E como as escolhas eram bonitas, a propósito também de comboios - séries que tenho visto - e a falta deles, repesco o conjunto. Feito e o escolhido para esse desafio de M. que já lá vai há 2 meses!
Tempo cavalo à solta...
Dia 6 – Andar na linha
Na verdade, sempre que podia e me lembro, não “andava na linha”, tal como sugere a próxima semana, andava à solta. Mas levando a expressão a sério, repesco uma foto antiga (2003) de uma viagem particular de que gosto muito: uma viagem da Régua ao Tua, no comboio histórico. Aqui, preparando a locomotiva a vapor para o retorno, ocasião que observei com muita atenção e espanto. Ainda não tinha máquina digital pelo que tenho poucas imagens mas, na cabeça lá nos lugares infinitos da memória, tenho o encanto desse percurso. Ressalvando o caso de que chegamos todos enfarruscados de fuligem!
Outras que na ocasião escolhi.
A linda e elegante ponte D. Maria, ao abandono há décadas
Pensando no meu gosto por viagens.Têm a ver com a minha inclinação por comboios e o desprezo a que estes país votou um meio de transporte bonito, pacífico e, diria, democrático. Sempre me lembro disso quando se vai na estrada e os enormes camiões transportam tudo e mais alguma coisa, tantas vezes inútil e que podia perfeitamente ser transportada por caminho de ferro. Na pressa em que andamos todos, empurrados por uma desnecessária necessidade de coisas desnecessárias. Reparo que até "a logística" é transportada...
Dia13 – Andar à solta
Este foi um dos tempos de andar à solta, sem carros nem vozes. Um lugar que visitávamos várias vezes, um oásis no interior, paisagens infinitas. A avenida principal era bordejada de marmeleiros. E dessa vez também ouvi e vi (mal) uma coruja à solta: está na 2ª fotografia muito mal tirada. Até me lembrei do “Blow Up”, de Michelangelo Antonioni, de 1966, filme que revi há dias.

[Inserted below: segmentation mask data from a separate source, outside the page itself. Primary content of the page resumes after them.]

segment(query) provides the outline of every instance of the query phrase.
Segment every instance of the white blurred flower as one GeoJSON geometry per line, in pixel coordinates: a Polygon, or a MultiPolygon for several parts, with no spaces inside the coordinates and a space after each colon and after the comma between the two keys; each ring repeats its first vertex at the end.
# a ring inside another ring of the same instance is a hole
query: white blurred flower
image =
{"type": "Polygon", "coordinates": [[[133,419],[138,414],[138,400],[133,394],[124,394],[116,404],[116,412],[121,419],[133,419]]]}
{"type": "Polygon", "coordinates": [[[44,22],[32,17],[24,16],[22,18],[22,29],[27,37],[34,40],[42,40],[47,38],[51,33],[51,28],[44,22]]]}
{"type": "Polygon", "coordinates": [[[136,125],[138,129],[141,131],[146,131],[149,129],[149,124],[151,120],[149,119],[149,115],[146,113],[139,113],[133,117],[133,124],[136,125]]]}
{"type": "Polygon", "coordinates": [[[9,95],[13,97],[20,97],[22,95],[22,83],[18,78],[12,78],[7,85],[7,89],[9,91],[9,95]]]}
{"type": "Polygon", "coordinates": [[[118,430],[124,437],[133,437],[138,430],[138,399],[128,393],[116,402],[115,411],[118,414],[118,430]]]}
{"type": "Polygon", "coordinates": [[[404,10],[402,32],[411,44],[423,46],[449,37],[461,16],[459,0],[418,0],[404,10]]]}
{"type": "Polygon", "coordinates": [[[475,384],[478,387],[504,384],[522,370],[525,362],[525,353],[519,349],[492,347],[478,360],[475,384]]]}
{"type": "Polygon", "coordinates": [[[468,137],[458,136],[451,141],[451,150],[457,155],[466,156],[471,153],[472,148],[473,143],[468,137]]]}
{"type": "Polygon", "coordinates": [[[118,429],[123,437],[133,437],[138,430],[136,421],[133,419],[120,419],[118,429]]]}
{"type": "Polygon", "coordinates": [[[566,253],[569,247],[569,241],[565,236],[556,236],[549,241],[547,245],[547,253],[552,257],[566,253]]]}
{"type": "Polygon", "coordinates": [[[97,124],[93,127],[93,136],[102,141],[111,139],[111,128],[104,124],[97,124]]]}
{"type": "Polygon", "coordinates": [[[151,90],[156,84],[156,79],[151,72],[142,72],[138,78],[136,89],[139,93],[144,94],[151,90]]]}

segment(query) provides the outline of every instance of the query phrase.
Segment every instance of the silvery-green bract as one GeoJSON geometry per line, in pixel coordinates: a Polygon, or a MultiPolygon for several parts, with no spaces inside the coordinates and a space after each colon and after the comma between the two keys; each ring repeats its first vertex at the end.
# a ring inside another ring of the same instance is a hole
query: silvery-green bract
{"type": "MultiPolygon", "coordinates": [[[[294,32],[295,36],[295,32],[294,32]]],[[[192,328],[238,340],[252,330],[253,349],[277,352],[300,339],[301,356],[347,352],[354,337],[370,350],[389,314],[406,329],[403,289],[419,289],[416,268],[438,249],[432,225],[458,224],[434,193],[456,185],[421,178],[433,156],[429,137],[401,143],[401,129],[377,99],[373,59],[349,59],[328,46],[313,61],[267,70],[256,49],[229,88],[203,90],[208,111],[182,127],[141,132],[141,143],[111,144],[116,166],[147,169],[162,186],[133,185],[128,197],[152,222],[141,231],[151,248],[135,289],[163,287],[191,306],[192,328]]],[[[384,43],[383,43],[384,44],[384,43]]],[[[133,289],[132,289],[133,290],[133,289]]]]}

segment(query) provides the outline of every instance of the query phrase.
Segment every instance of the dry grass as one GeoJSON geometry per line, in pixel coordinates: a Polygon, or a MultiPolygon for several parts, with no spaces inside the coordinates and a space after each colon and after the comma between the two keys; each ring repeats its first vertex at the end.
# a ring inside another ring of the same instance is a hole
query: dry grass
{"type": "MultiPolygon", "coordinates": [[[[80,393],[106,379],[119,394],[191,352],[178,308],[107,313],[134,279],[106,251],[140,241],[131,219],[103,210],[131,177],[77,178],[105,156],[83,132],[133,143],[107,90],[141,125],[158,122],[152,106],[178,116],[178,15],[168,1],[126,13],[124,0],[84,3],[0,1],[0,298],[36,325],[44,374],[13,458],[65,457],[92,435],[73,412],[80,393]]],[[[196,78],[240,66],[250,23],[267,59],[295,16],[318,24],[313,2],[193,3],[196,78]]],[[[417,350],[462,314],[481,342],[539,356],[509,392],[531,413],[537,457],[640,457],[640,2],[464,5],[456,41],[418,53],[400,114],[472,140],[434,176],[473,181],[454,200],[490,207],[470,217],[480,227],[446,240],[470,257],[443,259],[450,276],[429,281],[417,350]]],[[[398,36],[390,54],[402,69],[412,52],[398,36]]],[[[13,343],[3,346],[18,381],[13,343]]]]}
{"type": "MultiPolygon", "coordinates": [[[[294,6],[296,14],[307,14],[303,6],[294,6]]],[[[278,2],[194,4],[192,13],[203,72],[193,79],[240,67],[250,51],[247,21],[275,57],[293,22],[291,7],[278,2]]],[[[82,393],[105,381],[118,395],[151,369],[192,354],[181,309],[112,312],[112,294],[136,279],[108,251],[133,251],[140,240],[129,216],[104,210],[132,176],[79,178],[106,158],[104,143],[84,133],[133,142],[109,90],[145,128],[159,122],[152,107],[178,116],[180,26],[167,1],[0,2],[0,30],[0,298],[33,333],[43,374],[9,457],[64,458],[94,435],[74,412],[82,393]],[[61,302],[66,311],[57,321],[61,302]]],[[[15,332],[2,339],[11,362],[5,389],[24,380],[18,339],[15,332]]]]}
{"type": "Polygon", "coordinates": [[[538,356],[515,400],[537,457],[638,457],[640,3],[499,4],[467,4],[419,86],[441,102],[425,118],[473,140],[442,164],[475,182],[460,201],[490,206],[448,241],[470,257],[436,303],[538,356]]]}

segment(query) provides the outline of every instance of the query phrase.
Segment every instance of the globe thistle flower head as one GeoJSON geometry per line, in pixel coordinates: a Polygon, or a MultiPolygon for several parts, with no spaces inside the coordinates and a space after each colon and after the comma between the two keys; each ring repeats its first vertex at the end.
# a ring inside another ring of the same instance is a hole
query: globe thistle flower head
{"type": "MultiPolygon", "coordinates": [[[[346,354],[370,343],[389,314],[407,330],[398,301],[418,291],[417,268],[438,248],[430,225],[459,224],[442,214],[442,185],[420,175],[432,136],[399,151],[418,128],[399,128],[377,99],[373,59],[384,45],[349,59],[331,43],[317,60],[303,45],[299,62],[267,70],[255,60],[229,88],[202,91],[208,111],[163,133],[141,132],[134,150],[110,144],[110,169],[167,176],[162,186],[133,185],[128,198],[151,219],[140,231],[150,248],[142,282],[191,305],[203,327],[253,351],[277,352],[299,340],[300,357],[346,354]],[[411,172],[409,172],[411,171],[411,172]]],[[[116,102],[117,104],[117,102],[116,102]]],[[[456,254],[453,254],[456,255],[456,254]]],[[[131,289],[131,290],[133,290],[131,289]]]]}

E o contrário de "andar à solta", achei imensa graça a este cão a fingir. Se calhar até cumpre o seu objectivo; assustar!
Dia 20 – Tem-te não caias
Além da diversidade do artesanato, o que pensei ao olhar esta banca é que o que era exposto estava num equilíbrio super conseguido.
Esta foto é um sucedâneo do “andar à solta”: ter o olhar livre no escuro e o silêncio tão profundo como aquele céu à noite.
E um anoitecer de equilíbrios vários, como "tente não caias"...
Assim se entrelaçam os meus pensamentos, uma palavra, uma memória, um mote para escrever sobre pensamentos e as muitas vidas que vivo.